Armand’s First Letter. Amelia’s First Letter.
15 May 1021, L’Ecole du Sorciers
My dearest cousin Armand,
I believe I have made a discovery. I am not certain—not certain of my command of Old Provençese, not certain of my facts, and not certain I trust my source—but it is something!
I am still trudging through Florissant’s Annals so as to increase my grasp of Old Provençese. It is rather like crossing the worst of Cumbria’s moors in November: slow, and you find the most unpleasant things on your boots on your return home. They were a red-handed people, the Salians, so it appears; never saw an enemy but to slaughter them wholesale. I suppose that’s how your dynasty survives to found a modern land, but it becomes tedious in the extreme when it is repeated over and over and over again: Hlodomar succeeded by Hlotar succeeded by Hlodobert, all drenched in waves of vital fluid.
But it is helping me to learn the language, and persistence gains me aid from Dr. L’Auberge; and so I persist.
In the meantime, however, I have begun to sample another ancient text. In Cumbrian it is known (to those very few who know of its existence) as the Ancient of Brutus, but in Old Provençese it is suggestively title the Iture de Brut. As before we have seen “the Iturians” transform into “the Ancients,” so here: Iture, or as we woulds say, “Iturian”, becomes, simply, “Ancient.”
Among scholars of ancient texts, so Dr. L’Auberge says, the term Iture is the general term for a long, fanciful tale: not a chronicle or an annals or a history, but something legendary, meant to entertain and amaze, and never, ever to be trusted. That is to, say, it is an ancient forebear of your penny-dreadfuls.
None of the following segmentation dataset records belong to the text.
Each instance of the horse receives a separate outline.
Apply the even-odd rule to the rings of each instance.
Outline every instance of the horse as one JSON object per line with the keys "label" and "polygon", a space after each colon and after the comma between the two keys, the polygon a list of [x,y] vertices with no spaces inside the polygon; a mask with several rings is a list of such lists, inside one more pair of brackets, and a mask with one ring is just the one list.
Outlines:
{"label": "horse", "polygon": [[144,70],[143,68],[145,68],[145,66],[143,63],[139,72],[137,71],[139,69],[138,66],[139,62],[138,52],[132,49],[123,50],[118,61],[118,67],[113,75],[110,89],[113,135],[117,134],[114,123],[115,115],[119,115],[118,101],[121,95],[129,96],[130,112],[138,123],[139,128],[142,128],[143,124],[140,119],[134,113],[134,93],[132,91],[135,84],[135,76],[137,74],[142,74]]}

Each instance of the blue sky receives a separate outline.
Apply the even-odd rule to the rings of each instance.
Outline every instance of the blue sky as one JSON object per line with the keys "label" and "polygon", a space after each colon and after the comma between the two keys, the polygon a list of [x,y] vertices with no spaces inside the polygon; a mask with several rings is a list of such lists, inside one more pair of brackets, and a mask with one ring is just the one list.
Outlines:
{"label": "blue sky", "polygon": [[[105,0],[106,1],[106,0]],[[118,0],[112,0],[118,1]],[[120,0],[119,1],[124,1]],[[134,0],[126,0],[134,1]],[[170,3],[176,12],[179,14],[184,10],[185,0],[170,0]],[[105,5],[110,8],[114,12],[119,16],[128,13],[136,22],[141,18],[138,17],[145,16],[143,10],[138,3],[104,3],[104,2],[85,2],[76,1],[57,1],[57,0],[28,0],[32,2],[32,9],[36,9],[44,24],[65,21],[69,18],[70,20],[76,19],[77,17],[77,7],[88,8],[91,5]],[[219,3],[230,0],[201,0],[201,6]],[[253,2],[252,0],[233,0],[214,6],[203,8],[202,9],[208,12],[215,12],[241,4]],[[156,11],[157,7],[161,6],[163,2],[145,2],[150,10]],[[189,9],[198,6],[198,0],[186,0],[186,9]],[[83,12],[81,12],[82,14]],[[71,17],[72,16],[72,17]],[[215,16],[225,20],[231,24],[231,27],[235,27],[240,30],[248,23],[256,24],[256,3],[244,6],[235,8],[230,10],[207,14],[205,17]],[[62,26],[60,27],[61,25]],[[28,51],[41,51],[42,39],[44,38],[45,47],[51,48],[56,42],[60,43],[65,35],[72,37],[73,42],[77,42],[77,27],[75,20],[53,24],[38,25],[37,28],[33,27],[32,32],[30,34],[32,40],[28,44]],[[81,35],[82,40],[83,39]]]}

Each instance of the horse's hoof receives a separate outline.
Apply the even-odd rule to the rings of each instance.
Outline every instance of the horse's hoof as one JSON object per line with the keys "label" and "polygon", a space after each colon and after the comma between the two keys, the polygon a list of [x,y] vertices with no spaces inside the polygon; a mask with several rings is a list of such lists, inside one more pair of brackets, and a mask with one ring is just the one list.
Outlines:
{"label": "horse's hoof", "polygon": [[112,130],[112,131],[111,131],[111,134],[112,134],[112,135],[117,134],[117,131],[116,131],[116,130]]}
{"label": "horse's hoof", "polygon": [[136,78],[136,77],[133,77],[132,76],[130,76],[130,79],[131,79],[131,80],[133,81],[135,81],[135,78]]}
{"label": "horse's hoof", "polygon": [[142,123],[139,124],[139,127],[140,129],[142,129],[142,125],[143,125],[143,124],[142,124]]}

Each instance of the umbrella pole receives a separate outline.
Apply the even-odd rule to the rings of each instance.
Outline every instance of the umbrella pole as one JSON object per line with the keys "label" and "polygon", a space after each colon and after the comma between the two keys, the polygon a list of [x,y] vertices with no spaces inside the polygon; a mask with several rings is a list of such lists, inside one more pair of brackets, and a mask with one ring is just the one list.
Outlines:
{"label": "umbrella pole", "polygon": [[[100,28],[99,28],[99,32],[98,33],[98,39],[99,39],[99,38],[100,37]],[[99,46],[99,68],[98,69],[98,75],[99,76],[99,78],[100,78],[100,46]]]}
I was bemused to learn that the Iture de Brut is ostensibly a history of the founding of what is now the land of Britonia, which is to say, Cumbria, though it forms no part of any Cumbrian folk tale I have ever heard. It tells of a pair of brothers, Brutus and Enius, who fled with a remnant of their people after the complete destruction of their city. They eventually founded a new city in another land, which they called Florentia, “the Blooming.” No one knows where this city might have been, and Dr. L’Auberge says that most scholars regard both the brothers and their city as entirely fabulous.
Brutus and Enius quarreled after a time, and Brutus, now followed by a remnant of a remnant, traveled on to Britonia and founded a city he called Eburacon, which some of the more fanciful scholars of the past have identified with our city of Yorke.
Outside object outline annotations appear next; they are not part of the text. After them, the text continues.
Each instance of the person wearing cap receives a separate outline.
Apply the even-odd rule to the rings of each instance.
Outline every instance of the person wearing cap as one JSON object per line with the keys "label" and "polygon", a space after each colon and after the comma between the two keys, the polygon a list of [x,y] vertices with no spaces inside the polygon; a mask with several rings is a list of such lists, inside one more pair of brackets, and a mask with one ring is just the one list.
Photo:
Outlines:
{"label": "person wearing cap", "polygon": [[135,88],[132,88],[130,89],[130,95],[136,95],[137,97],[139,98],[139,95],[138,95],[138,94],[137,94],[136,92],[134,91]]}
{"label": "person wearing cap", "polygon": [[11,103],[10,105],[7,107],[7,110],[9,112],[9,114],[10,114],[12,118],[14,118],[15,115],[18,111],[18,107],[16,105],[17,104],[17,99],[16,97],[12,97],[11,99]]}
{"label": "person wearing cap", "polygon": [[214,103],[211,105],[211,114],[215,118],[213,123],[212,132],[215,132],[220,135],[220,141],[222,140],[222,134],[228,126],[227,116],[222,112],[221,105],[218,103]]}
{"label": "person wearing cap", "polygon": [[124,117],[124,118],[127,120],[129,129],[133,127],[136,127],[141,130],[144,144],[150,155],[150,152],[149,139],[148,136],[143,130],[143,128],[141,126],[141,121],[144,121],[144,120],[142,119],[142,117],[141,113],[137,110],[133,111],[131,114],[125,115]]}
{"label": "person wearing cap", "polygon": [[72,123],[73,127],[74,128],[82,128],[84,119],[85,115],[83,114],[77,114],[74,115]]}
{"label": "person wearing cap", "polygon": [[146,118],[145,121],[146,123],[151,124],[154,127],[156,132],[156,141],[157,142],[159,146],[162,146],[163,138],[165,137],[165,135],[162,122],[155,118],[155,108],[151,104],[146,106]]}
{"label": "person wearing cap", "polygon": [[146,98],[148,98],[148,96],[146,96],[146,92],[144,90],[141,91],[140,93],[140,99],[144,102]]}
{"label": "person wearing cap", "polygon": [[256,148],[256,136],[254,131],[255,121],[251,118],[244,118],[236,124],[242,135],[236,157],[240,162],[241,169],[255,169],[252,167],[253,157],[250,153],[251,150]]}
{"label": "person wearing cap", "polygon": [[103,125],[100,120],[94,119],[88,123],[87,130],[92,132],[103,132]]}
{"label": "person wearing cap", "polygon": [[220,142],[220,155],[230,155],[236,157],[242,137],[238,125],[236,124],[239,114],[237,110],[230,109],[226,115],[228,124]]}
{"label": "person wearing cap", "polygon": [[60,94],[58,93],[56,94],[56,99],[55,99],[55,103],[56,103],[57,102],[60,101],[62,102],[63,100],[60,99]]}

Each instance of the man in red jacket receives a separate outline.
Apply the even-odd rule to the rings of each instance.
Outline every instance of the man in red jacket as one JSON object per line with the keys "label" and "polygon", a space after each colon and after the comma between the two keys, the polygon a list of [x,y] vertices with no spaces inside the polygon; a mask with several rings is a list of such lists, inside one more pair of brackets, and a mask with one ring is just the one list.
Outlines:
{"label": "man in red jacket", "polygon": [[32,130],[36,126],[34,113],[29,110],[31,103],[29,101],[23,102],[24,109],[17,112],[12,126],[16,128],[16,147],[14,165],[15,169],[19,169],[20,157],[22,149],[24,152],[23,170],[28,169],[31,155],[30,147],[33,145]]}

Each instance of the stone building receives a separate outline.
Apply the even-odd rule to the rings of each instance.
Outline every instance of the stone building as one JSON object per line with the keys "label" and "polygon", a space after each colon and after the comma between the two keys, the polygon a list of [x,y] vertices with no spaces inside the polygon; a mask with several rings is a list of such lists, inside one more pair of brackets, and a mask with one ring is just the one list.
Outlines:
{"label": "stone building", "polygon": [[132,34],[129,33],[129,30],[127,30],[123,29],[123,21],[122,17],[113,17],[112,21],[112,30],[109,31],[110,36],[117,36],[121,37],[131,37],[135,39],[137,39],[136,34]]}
It may seem odd that a tale of the founding of Britonia is written in Old Provençese; but according to its opening passage the Brut is a translation (and likely revision) of much older work (now lost) which came to the author from Britonia itself.
I do not know any of this from my own reading, of course; the above is the brief summary I was given by Dr. L’Auberge from his dim memories of having read the tale in his student days.
But the title suggests Iturian influence, as I’ve noted; and the unknown and lost city of the Blooming has certainly captured my imagination. We are looking for an ancient people, the Iturians; we are looking for evidence of an ancient catastrophe, and here we have a lost and unknown city, linked to the origin of a city that you and I know quite well; in an Old Provençese text that references an Old Britonian text in an age when travel between the Lands of Cumbria and Provençe should have been nearly impossible.
I have barely begun to make a start on the Brut, but I am nearly prostrate with anticipation.